La prima chiesa del mondo, dove si riunirono i primi 70 discepoli di Gesù Cristo, non era a Roma o Gerusalemme ma in una città sperduta della Giordania.

Questo secondo un gruppo di archeologi, che hanno localizzato un tempio sotterraneo costruito tra il 33-70 d.C. a Rihab, 40 chilometri a nord-est di Amman.

Si tratta di una scoperta “incredibile” perché, secondo il capo del locale Centro di Studi Archeologici, Abdul Qader Hassan, “abbiamo prove che ci portano a credere che l’edificio era la casa dei primi cristiani, i 70 discepoli di Gesù Cristo” (menzionati da San Luca).

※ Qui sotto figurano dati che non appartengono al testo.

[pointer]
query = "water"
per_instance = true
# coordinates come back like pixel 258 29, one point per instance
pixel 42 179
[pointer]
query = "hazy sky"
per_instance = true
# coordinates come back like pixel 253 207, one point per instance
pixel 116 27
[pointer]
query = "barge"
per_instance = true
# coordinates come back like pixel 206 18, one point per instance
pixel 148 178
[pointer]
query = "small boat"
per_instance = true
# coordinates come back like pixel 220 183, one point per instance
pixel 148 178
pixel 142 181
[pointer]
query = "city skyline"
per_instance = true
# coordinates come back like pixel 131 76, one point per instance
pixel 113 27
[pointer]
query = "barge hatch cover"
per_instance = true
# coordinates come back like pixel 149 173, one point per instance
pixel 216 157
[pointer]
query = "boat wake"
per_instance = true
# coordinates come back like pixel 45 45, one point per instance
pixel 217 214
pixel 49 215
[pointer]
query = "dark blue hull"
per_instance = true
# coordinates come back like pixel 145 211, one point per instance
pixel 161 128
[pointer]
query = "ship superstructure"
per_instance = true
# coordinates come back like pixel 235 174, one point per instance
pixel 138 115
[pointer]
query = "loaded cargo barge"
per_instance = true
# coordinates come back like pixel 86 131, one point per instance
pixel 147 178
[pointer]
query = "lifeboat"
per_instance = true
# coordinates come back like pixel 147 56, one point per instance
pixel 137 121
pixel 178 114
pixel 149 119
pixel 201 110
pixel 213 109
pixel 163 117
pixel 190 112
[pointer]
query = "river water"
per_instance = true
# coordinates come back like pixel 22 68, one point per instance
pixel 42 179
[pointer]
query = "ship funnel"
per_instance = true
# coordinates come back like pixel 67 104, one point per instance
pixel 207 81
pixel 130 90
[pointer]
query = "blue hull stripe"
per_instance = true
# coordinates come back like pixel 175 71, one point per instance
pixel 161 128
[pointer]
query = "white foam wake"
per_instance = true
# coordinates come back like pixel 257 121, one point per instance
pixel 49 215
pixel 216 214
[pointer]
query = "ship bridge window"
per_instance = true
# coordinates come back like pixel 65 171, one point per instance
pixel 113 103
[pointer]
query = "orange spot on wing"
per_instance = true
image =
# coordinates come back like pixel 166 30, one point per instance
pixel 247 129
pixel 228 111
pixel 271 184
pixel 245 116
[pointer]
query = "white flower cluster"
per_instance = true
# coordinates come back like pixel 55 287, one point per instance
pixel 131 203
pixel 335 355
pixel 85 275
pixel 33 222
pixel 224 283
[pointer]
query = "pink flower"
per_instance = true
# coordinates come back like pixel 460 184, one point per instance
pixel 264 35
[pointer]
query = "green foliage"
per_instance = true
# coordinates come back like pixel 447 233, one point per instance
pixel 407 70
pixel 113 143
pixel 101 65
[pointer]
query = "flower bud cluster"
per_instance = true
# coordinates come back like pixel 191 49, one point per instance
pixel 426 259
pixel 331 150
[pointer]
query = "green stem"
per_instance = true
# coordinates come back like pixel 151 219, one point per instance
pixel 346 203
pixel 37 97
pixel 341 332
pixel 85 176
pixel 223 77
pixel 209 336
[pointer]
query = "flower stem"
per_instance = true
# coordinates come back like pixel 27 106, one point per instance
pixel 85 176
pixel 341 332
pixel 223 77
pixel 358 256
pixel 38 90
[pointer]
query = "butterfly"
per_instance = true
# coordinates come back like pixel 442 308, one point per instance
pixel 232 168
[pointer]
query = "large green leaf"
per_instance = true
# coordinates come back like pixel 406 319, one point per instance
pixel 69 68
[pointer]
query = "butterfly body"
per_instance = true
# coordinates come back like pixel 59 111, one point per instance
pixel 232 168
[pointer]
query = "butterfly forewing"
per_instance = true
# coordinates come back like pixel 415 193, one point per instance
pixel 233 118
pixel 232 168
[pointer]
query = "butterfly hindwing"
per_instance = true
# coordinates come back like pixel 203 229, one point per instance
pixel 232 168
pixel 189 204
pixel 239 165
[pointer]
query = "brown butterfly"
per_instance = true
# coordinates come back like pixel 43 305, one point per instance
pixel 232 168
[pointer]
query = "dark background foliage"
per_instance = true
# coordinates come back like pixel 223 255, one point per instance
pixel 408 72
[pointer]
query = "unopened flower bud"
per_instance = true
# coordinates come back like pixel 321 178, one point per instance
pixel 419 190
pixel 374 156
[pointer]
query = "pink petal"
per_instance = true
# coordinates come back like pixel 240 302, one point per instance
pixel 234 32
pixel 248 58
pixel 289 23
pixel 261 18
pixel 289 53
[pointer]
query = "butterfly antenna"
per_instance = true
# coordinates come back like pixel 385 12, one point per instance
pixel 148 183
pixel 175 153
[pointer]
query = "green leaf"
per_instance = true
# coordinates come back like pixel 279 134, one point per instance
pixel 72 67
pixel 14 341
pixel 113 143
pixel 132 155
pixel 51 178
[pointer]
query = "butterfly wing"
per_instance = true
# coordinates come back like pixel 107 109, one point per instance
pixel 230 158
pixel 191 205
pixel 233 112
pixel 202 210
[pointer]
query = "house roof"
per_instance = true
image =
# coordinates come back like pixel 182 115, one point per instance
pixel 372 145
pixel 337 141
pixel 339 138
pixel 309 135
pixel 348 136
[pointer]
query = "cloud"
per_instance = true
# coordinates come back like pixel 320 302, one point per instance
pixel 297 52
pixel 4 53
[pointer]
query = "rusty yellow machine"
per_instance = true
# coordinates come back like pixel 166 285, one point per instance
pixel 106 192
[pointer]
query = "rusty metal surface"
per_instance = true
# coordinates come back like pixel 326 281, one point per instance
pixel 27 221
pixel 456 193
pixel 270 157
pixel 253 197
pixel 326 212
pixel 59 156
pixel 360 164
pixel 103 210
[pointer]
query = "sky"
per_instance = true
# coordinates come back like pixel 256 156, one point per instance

Secondo l’archeologo, questa grotta sotterranea serviva come residenza e luogo di preghiera per i cristiani quando la loro religione era ancora perseguitata.

“Crediamo che non lasciarono la grotta fino a quando i romani abbracciarono la religione cattolica”, ha aggiunto Hassan, che crede che fu allora che fu costruita l’attuale chiesa di San Giorgio.

Fuga dalla persecuzione

Quindi, il tempio sarebbe servito come rifugio per i 70 discepoli di Gesù Cristo che, secondo la tradizione, furono costretti a fuggire da Gerusalemme a causa della persecuzione religiosa per cercare rifugio nel nord della Giordania attuale, principalmente a Rihab.

In effetti, la grotta ha una chiesa di San Giorgio costruita sopra di essa con un mosaico che menziona “i 70 amati da Dio”.

Secondo la descrizione di Hassan, il tempio ha alcuni gradini, è di struttura circolare e ha diversi posti in pietra per i sacerdoti.

Potenziale attrazione turistica

Per l’assistente del vescovo dell’arcidiocesi greco-ortodossa della regione, l’archimandrita Nektarious, la scoperta è “una pietra miliare importante per tutti i cristiani del mondo”, dopo di che ha ricordato che l’unica grotta simile per forma e scopo è a Salonicco (Grecia).

L’esperto ha anche sottolineato il valore delle scoperte fatte in un cimitero vicino alla grotta.

“Abbiamo trovato oggetti di ceramica tra il III e il VII secolo. Le scoperte mostrano che i primi cristiani e i loro discendenti hanno vissuto qui fino al crollo dei romani”, ha detto Hassan.

“Abbiamo trovato oggetti di ceramica tra il III e il VII secolo.